Re: [RFC bpf-next 5/5] selftests/bpf: test __kptr_user on the value of a task storage map.

Kui-Feng Lee <sinquersw@xxxxxxxxx> · Mon, 12 Aug 2024 11:10:16 -0700

On 8/12/24 10:31, Alexei Starovoitov wrote:
On Mon, Aug 12, 2024 at 10:15 AM Kui-Feng Lee <sinquersw@xxxxxxxxx> wrote:

On 8/12/24 09:58, Alexei Starovoitov wrote:
On Wed, Aug 7, 2024 at 4:58 PM Kui-Feng Lee <thinker.li@xxxxxxxxx> wrote:
+
+       user_data_mmap = mmap(NULL, sizeof(*user_data_mmap), PROT_READ | PROT_WRITE,
+                             MAP_PRIVATE | MAP_ANONYMOUS, -1, 0);
+       if (!ASSERT_NEQ(user_data_mmap, MAP_FAILED, "mmap"))
+               return;
+
+       memcpy(user_data_mmap, &user_data_mmap_v, sizeof(*user_data_mmap));
+       value.udata_mmap = user_data_mmap;
+       value.udata = &user_data;

There shouldn't be a need to do mmap(). It's too much memory overhead.
The user should be able to write:
static __thread struct user_data udata;
value.udata = &udata;
bpf_map_update_elem(map_fd, my_task_fd, &value)
and do it once.
Later multi thread user code will just access "udata".
No map lookups.

mmap() is not necessary here. There are two pointers here.
udata_mmap one is used to test the case crossing page boundary although
in the current RFC it fails to do it. It will be fixed later.
udata one works just like what you have described, except user_data is a
local variable.

Hmm. I guess I misread the code.
But then:
+       struct user_data user_data user_data = ...;
+       value.udata = &user_data;

how is that supposed to work when the address points to the stack?
I guess the kernel can still pin that page, but it will be junk
as soon as the function returns.

You are right! It works only for this test case since the map will be
destroyed before leaving this function. I will move it to a static variable.

If sizeof(udata) is small enough the kernel will pin either
one or two pages (if udata crosses page boundary).

So no extra memory consumption by the user process while the kernel
pins a page or two.
In a good case it's one page and no extra vmap.
I wonder whether we should enforce that one page case.
It's not hard for users to write:
static __thread struct user_data udata __attribute__((aligned(sizeof(udata))));

With one page restriction, the implementation would be much simpler. If
you think it is a reasonable restriction, I would enforce this rule.

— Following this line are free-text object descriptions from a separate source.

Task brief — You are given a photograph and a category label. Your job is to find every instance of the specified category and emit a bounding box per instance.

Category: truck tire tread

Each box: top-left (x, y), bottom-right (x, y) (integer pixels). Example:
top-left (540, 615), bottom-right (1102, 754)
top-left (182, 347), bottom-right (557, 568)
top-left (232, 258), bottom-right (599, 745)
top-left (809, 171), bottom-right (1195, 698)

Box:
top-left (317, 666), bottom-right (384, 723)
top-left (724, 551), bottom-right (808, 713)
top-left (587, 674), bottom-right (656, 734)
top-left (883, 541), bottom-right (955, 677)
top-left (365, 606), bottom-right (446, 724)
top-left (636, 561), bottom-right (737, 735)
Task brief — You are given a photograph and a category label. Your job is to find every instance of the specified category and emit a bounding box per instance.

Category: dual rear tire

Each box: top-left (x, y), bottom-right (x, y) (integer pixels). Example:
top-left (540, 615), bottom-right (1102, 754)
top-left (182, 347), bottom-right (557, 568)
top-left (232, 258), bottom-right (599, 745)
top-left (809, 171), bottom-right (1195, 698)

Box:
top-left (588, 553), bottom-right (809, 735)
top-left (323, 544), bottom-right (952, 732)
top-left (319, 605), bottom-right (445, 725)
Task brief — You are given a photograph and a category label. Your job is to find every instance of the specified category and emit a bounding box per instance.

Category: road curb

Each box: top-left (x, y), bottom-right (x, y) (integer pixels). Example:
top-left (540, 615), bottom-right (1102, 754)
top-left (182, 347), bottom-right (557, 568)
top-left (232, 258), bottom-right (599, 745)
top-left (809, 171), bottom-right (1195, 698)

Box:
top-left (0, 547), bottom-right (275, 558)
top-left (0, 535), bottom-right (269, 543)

I'm worried about vmap(). Doing it for every map elemen (same as every
task) might add substantial kernel side overhead.
On my devserver:
sudo cat /proc/vmallocinfo |grep vmap|wc -l
105
sudo cat /proc/vmallocinfo |wc -l
17608

I believe that the mechanism scales to millions, but adding one more
vmap per element feels like a footgun.
To avoid that the user would need to make sure their user_data doesn't
cross the page, so imo we can make this mandatory.

If the memory block that is pointed by a uptr takes only one page,
vmap() is not called. vmap() is called only for the cases that take two
or more pages. Without the one page restriction, there is a chance to
have additional vmaps even for small memory blocks, but not every uptr
having that extra vmap.

Users can accidentally create a new vmap. But, with current
implementation, they can also avoid it by aligning memory properly. The
trade-off is between supporting big chunks of memory and idiot-proof.
However, in my opinion, big chunks are very unlikely for task local storage.

So, I will make this restriction mandatory.